It’s not enough to have a glossy location gaming product, it needs to actually benefit the consumer. Sure, early adopters will get behind something because it’s the new thing, but for the mainstream to adopt something and for it to stick, there has to be more than the “this is kinda cool” factor.
Gowalla has been loosing the location wars for this reason. Whilst they started before Foursquare, and unlike Foursquare, did not limit users to unlocked cities to begin with, Gowalla made the fundamental mistake of creating easily the coolest and most pretty service, but the least beneficial. On what actually matters for sustained usage, Foursquare beat them on all points:
- Foursquare saved you money. Gowalla didn’t.
- Foursquare was competitive and therefore an actual game. Gowalla wasn’t – it was more of a treasure hunt, but you couldn’t compare the treasure.
- Foursquare gave non-financial status in the form of “Mayor”. Gowalla took too long to.

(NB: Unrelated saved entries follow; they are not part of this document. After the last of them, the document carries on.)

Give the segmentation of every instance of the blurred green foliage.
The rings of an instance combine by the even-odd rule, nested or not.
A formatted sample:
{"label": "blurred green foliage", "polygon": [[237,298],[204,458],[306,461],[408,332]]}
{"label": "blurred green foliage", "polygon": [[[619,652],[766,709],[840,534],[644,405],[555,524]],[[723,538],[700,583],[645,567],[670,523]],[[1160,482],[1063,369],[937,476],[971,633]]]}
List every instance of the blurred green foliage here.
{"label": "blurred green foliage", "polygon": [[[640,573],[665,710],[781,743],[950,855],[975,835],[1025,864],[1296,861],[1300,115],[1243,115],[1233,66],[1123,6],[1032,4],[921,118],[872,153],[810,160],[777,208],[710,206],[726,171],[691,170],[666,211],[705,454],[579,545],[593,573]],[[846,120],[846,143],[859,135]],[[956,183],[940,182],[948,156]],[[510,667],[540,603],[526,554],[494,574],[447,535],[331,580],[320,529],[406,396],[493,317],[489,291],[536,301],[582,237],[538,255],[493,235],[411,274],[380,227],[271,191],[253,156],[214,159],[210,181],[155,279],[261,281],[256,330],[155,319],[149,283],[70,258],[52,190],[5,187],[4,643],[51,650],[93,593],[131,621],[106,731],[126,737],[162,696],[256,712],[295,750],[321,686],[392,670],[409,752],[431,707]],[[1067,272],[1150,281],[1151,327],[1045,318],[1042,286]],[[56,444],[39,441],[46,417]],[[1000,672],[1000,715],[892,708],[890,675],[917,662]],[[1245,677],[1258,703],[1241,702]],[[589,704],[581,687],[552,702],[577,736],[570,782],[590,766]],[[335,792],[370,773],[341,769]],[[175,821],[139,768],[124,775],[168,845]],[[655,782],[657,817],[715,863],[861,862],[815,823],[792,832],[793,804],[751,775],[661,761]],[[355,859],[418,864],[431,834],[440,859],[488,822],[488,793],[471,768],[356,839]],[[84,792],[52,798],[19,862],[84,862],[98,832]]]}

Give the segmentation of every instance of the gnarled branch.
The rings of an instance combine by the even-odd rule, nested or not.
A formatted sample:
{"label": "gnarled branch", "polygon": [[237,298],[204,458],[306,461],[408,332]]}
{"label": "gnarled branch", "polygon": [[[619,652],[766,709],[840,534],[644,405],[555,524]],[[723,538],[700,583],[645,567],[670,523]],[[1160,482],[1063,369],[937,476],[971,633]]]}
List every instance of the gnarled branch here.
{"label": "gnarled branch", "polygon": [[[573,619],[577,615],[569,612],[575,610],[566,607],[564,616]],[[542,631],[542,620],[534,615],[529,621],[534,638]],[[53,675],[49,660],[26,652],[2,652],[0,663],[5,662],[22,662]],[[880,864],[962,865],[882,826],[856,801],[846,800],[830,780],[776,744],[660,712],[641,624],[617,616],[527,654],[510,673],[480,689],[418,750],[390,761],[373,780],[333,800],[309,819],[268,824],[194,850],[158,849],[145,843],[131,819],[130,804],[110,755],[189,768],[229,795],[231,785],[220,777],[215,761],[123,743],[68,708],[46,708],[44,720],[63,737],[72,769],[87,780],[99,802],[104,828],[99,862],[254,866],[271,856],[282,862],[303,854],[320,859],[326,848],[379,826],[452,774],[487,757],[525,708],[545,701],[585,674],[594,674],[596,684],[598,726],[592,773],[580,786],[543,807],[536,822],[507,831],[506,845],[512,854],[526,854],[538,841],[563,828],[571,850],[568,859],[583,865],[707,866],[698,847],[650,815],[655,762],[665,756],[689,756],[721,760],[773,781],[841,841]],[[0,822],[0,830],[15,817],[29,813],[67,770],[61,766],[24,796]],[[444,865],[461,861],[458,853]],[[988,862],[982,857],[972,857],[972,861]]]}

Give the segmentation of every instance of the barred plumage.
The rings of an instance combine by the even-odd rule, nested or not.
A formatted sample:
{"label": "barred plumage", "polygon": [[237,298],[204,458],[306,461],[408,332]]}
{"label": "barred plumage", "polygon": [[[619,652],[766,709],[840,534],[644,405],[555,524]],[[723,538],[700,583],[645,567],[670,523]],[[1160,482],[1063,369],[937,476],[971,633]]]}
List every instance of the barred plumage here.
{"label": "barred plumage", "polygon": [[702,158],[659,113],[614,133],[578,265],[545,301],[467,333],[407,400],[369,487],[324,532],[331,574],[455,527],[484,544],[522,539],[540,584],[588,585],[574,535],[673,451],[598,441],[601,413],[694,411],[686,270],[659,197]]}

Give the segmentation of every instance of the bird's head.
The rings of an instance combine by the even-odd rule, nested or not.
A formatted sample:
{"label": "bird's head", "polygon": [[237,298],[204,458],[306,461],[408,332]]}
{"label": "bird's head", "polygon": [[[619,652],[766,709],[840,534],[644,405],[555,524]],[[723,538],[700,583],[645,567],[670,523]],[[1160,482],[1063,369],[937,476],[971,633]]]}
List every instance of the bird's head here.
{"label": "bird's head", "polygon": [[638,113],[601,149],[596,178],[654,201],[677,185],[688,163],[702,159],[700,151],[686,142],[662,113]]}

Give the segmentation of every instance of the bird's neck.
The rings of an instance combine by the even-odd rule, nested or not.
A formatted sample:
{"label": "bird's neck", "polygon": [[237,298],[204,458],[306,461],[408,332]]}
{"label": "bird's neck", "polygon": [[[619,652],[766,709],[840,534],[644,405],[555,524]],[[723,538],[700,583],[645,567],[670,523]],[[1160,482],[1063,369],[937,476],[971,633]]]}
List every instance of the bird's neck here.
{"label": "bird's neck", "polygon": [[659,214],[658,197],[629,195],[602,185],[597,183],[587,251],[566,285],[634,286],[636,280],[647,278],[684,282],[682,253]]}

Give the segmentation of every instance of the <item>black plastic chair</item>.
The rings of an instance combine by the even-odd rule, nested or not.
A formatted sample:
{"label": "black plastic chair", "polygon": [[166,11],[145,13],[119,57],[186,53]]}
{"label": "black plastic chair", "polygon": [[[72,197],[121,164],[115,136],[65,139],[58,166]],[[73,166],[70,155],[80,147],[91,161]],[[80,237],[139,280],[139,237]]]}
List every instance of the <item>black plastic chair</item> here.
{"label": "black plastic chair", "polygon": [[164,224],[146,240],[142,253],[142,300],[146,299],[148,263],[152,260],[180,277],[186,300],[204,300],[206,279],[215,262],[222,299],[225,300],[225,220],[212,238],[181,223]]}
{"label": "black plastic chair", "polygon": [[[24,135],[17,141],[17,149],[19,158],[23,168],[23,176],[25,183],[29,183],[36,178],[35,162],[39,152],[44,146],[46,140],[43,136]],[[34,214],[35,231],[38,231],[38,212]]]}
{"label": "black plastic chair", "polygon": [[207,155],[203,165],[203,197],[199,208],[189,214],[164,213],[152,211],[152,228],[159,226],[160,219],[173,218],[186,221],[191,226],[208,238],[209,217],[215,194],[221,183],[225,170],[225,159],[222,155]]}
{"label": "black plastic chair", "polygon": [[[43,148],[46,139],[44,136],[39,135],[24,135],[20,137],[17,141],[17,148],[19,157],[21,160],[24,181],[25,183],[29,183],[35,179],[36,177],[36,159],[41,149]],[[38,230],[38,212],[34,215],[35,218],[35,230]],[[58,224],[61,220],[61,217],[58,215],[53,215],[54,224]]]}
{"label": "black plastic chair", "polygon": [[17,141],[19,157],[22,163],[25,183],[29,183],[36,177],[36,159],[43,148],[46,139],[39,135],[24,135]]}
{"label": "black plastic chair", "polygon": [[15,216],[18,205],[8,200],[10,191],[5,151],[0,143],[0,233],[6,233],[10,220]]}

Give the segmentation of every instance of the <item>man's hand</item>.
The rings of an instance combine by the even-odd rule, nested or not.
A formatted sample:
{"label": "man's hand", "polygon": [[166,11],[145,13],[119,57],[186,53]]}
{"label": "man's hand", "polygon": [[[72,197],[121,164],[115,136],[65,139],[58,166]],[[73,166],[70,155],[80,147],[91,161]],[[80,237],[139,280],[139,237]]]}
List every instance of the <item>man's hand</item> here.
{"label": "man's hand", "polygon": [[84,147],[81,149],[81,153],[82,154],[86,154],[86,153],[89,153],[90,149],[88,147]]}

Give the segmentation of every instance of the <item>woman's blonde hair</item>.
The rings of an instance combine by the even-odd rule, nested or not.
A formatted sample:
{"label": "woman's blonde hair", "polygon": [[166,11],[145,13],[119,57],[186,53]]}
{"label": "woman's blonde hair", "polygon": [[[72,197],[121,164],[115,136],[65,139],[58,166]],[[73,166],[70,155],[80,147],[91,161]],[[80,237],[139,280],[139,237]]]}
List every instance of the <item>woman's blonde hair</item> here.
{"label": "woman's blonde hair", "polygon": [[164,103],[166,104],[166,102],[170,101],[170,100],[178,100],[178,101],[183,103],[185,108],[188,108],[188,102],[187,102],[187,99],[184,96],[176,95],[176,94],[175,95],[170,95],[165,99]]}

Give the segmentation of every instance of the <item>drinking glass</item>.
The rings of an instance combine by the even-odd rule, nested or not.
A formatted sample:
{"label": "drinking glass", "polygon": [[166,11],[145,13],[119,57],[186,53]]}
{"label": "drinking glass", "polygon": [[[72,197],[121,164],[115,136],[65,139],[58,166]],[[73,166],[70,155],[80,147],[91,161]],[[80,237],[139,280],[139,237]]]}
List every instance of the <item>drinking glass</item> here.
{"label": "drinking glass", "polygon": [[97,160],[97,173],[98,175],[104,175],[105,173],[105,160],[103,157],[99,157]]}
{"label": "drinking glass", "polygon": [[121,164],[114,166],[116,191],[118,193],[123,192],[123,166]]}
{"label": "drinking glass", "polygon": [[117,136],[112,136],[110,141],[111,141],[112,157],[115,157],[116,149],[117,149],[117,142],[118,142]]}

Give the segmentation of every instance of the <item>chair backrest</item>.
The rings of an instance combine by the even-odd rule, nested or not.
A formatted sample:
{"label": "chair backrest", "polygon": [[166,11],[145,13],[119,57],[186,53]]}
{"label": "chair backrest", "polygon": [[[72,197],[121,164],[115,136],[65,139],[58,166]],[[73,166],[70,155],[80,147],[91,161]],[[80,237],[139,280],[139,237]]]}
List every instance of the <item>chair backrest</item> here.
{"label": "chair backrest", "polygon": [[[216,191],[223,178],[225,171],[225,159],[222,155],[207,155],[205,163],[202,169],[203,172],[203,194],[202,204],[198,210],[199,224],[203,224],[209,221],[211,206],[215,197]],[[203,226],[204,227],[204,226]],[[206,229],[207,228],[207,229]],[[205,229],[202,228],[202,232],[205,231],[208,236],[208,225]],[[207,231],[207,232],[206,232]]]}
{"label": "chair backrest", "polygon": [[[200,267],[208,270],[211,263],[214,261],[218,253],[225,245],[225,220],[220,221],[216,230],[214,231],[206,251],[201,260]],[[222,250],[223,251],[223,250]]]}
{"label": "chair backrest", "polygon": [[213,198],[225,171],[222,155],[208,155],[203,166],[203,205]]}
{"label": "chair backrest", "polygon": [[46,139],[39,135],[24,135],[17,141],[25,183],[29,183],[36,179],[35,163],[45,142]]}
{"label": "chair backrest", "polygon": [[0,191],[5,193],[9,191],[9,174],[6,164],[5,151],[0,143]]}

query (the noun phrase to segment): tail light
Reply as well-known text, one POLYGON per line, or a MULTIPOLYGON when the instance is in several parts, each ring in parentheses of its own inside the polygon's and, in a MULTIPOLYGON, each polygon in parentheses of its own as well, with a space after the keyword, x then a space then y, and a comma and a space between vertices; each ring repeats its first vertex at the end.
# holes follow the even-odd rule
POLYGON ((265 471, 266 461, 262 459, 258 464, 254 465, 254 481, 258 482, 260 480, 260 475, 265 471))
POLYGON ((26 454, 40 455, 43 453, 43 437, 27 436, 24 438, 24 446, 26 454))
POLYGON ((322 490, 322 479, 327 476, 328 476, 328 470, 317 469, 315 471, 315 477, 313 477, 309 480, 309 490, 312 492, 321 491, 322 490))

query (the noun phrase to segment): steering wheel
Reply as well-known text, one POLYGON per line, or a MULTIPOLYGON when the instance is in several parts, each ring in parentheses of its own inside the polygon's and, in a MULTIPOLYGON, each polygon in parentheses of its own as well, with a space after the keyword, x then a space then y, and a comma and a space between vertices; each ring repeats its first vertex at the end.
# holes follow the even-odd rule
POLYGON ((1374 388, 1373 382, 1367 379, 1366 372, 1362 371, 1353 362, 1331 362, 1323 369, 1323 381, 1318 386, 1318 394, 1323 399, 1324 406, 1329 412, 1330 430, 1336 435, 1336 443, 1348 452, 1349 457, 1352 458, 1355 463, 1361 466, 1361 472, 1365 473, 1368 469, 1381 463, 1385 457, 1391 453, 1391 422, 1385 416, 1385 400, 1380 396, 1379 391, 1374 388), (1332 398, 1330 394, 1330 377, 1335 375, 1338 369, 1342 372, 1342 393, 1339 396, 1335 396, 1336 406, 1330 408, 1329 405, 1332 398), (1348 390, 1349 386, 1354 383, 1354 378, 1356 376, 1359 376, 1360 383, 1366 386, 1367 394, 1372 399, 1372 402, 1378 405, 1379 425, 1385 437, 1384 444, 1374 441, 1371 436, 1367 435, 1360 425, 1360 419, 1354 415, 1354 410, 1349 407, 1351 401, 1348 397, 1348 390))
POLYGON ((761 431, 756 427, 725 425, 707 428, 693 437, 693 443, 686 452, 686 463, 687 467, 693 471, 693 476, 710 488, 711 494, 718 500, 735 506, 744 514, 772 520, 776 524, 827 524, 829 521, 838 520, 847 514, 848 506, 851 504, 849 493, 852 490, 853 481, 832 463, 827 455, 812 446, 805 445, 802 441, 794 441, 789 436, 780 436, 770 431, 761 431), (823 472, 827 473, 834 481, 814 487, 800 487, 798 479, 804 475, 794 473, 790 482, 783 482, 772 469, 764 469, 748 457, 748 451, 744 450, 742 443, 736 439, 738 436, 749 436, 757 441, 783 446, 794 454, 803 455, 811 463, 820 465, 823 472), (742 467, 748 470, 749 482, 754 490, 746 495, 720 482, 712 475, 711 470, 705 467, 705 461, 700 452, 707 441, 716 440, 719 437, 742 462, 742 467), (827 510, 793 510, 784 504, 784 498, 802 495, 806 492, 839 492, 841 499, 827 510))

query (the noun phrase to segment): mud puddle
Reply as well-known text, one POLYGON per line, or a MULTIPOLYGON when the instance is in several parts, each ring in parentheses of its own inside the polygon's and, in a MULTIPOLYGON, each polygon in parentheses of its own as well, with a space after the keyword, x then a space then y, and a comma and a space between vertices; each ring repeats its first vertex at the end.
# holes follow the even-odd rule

- Foursquare was socially played. Gowalla was always individual.
The latest from Gowalla, as Mashable reports, is that it now is integrated with Facebook Places and with Foursquare, meaning “Gowalla even lets you earn Foursquare badges and Facebook Deals through the iPhone app. As an added bonus, Gowalla also pulls in Foursquare Tips whenever you check in.”
Right App for the Wrong Time
Whilst I admire Gowalla’s move to embrace a “complete rather than compete” position, I think it’s the nail in the coffin as it marks the end of their competitive mindset. Only when the leader in the market goes all open does it work in a organisations favour. Foursquare is still something like 10 times bigger than Gowalla, and Facebook is waaaaay bigger than Foursquare. Why would anyone but the innovating few use Gowalla to do what the Foursquare app that they like already does? And remember, geeks often don’t care much for design as much as I love how Gowalla looks and feels.
Most of all, it’s decision to, as CEO Josh Williams says, be a “socially curated guidebook” is a fundamental misunderstanding of where the market is today. Sure, one day, we will use apps to find new walks and new places to go. But for now, even the most early adopting of us don’t use them to find new places, and neither do the early majority trust an app to follow around someone’s suggested walk or new location to check out. In years to come – maybe. Today – no – unless it saves me money – and then I’d just roll with Fourquare or Facebook.
Josh just didn’t realise that early adopters are time poor and the early majority are trust poor, meaning Gowalla is just going to stay poor.
Gowalla over and out.
Your Leading Thoughts
- Does Foursquare, in your opinion, beat Gowalla on all those points? And is Foursquare also being beaten by Facebook? Why?
- Forget long term for a second – right now, what is the winning factor for location services that will enable to stick around long enough to think long term?